L’ensemble de ces signatures – point particulièrement important dans le cas des multisignatures – sont insérées dans la transaction sous forme de données, et de ce fait, influencent directement les frais de celle-ci.
Autre point intéressant à noter, selon les estimations, les signatures présentes dans les transactions comptent actuellement pour 28 % à 60 % de la taille totale de la blockchain. Leur optimisation permettrait de gagner de précieux octets sur chaque transaction. Ceci nous amène à notre point suivant.
En quoi les signatures de Schnorr peuvent-elles augmenter la scalabilité ?
Vous devez l’avoir compris, la scalabilité de Bitcoin et la taille des signatures utilisées pour les transactions sont deux notions intrinsèquement liées.
Des chercheurs et développeurs impliqués dans Bitcoin ont creusé la piste des signatures de Schnorr comme solution à ce problème.

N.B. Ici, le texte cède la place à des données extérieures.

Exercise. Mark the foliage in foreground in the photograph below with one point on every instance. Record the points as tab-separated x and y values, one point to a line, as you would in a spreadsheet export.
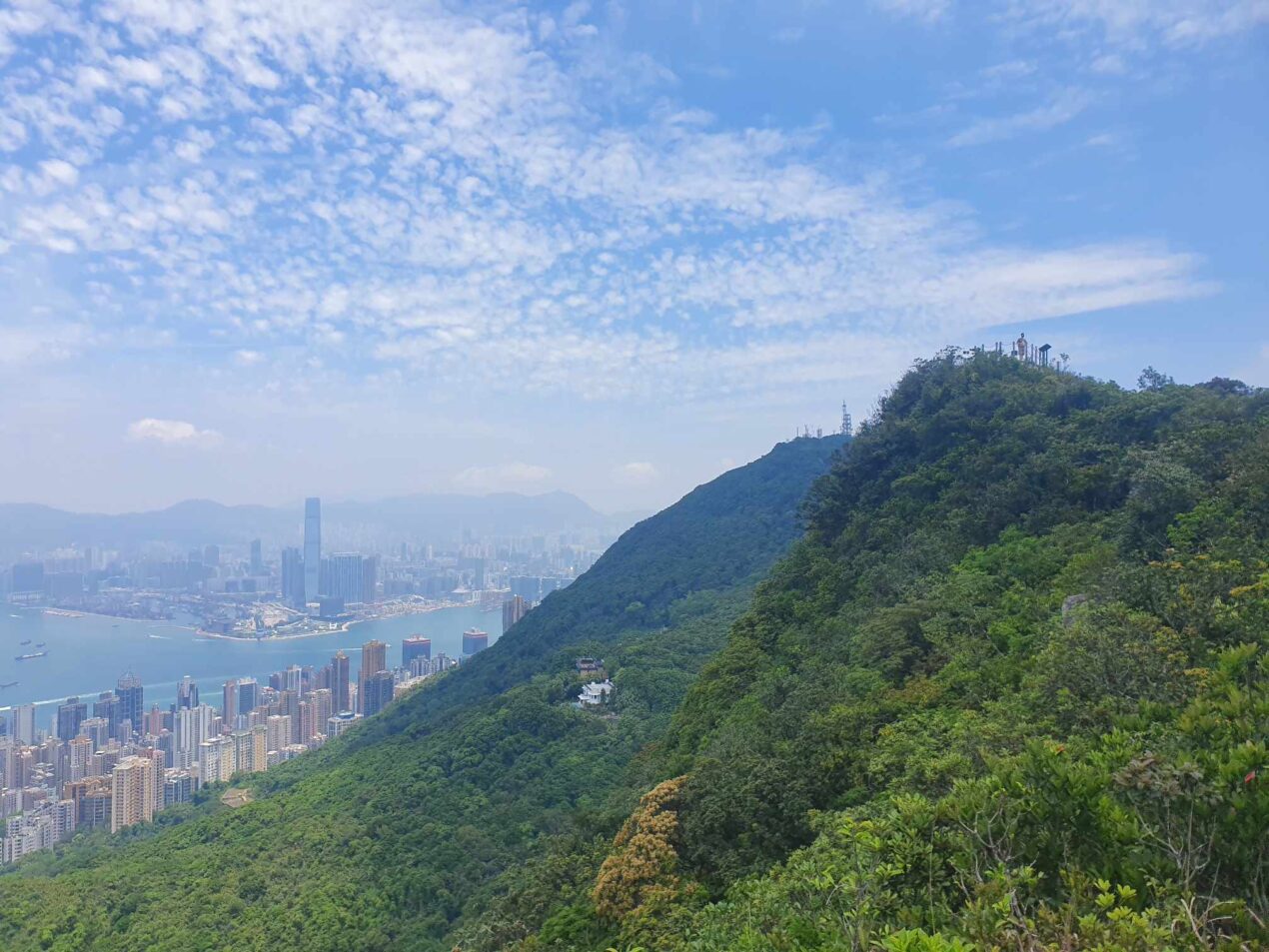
1010	692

Comme nous l’avons vu précédemment, les signatures de Schnorr sont réputées pour être plus efficaces et optimisées.
Elles sont également plus petites en taille. Les signatures ECDSA ont une taille variable, mais la majorité oscille entre 71 et 72 octets. Celles de Schnorr – plus efficaces et compactes – ont une taille maximale de 64 octets.

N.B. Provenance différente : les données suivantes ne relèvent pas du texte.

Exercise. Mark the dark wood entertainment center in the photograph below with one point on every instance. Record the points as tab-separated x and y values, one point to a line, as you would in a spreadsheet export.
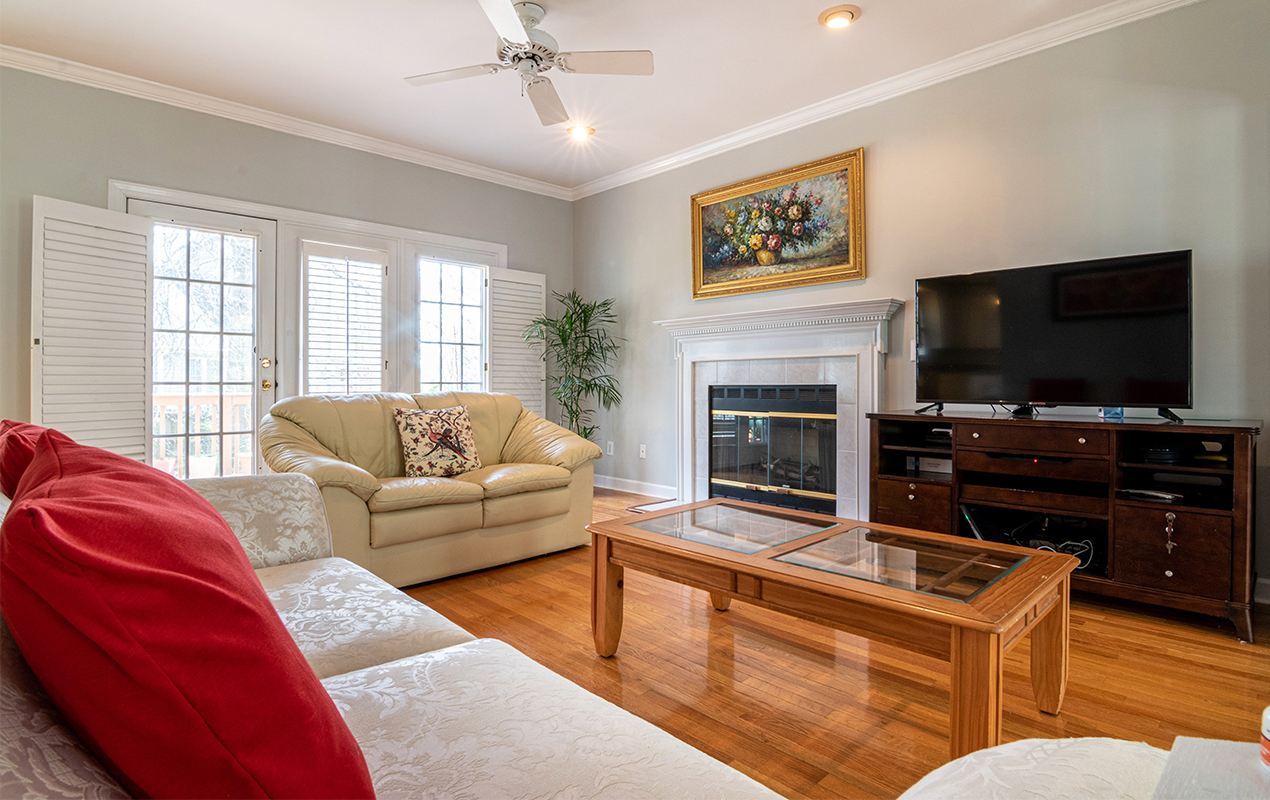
1087	485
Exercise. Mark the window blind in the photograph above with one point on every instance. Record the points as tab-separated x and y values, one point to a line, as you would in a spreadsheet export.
90	333
343	321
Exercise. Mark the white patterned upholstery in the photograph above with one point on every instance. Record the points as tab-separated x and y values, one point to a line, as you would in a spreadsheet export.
481	720
344	619
1048	770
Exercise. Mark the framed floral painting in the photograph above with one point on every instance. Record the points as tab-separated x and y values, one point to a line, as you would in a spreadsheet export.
794	227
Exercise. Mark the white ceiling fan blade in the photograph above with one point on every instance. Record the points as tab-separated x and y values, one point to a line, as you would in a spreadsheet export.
437	78
546	102
607	62
507	23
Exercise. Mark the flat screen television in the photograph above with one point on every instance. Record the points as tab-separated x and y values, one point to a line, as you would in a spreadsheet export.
1113	332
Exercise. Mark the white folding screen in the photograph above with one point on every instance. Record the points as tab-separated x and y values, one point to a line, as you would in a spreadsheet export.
516	299
89	319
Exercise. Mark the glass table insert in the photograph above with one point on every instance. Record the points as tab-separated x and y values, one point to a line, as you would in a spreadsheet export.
741	530
954	572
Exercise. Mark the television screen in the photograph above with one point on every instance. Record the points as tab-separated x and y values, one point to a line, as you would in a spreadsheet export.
1111	332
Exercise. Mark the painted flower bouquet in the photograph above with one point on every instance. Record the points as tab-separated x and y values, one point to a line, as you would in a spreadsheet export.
757	227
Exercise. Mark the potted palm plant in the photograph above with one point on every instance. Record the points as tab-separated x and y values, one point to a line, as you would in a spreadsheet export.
581	353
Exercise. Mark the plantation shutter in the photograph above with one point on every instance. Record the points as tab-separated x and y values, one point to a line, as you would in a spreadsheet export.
89	321
516	299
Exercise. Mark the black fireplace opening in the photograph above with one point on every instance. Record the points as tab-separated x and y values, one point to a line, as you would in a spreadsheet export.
775	445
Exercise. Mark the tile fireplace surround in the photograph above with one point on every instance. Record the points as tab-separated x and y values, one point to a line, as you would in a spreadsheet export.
842	344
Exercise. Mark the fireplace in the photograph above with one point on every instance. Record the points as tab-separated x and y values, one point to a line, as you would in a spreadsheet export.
775	445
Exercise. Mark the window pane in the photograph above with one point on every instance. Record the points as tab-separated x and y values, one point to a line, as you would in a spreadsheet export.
471	363
451	324
205	255
169	252
169	305
238	358
429	281
239	259
236	406
169	358
205	306
429	321
429	363
169	408
238	309
169	456
236	453
471	324
451	363
451	283
205	409
205	357
474	283
205	456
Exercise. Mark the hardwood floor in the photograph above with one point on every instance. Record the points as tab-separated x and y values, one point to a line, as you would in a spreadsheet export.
814	713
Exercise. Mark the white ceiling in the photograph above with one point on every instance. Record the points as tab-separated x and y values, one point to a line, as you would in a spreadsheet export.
721	66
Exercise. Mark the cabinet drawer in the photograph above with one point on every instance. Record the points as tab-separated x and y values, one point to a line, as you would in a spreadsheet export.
1040	466
1078	441
1199	564
909	504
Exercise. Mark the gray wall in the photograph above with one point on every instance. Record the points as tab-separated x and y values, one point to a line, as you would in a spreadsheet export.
1152	136
66	141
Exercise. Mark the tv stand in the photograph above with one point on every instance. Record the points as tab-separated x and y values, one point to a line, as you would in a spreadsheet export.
1162	513
1167	414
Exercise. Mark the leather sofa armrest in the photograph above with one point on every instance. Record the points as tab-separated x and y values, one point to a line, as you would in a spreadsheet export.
290	448
277	518
537	441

Cependant, ce n’est pas sur ce point qu’elles permettront de réduire drastiquement la taille des données dans les transactions. En effet, les signatures de Schnorr possèdent une propriété mathématique appelée linéarité. Dans ce cas, les signatures peuvent être additionnées entre elles et produire une seule signature en résultat.
Ce procédé est particulièrement intéressant en présence de multisignatures. Dans le cas de l’ECDSA, lors d’une multisignature l’ensemble des n signatures sont stockées dans les données de la transaction, soit n x 71 octets de données. Grâce à la linéarité, les signatures de Schnorr permettent à un ensemble de n signatures d’être agrégées en une seule, et c’est cette unique signature de 64 octets qui sera incluse dans la transaction.
Les signatures de Schnorr pour augmenter la confidentialité
Un peu comme un paquet bonus, les signatures de Schnorr arrivent avec d’autres caractéristiques intéressantes pour le réseau Bitcoin. Parmi ces caractéristiques, les nouvelles signatures permettront d’augmenter la confidentialité des transactions Bitcoin.
En effet, dans le cas des multisignatures, à la différence d’ECDSA où les signatures de l’ensemble des participants sont visibles, les signatures de Schnorr vont agréger les signatures entrantes en une seule. Il sera donc impossible de savoir le nombre ainsi que l’identité des signataires. De plus, les signatures classiques ou celles issues de l’agrégation de plusieurs signatures seront indiscernables.
Plus intéressant encore, les signatures de Schnorr et leur agrégation permettra d’améliorer de manière drastique la confidentialité des procédés comme CoinJoin.
Améliorations futures
En plus de proposer divers avantages en termes de scalabilité et de confidentialité, l’implémentation des signatures de Schnorr est tournée vers le futur. En effet, la mise en place de certaines améliorations proposées pour le réseau Bitcoin, nécessitent ou seraient facilitées par l’implémentation des signatures de Schnorr.
C’est notamment le cas de Taproot, une amélioration de Script, le langage qui permet de programmer des conditions dans les transactions Bitcoin. Taproot entraînera par exemple une réduction de la taille des transactions, tout en permettant d’envisager un avenir de modularités pour l’évolution du code de Bitcoin. Cette amélioration fait d’ailleurs partie de la pull request initiée par Pieter Wuille, aux côtés des signatures de Schnorr.
Enfin, les signatures de Schnorr permettront d’éliminer l’une des principales faiblesses du Lightning Network, à savoir le manque de confidentialité à l’ouverture ou à la fermeture d’un canal de paiement. En effet, grâce aux multisignatures de Schnorr, l’ouverture ou la fermeture d’un canal ne sera plus aussi facilement identifiable qu’auparavant.
Comme nous avons pu le voir, les signatures de Schnorr ont beaucoup à apporter au réseau Bitcoin et justifient l’engouement qui les entoure. Au moment de la rédaction, l’implémentation des signatures de Schnorr est examinée par différents développeurs de Bitcoin.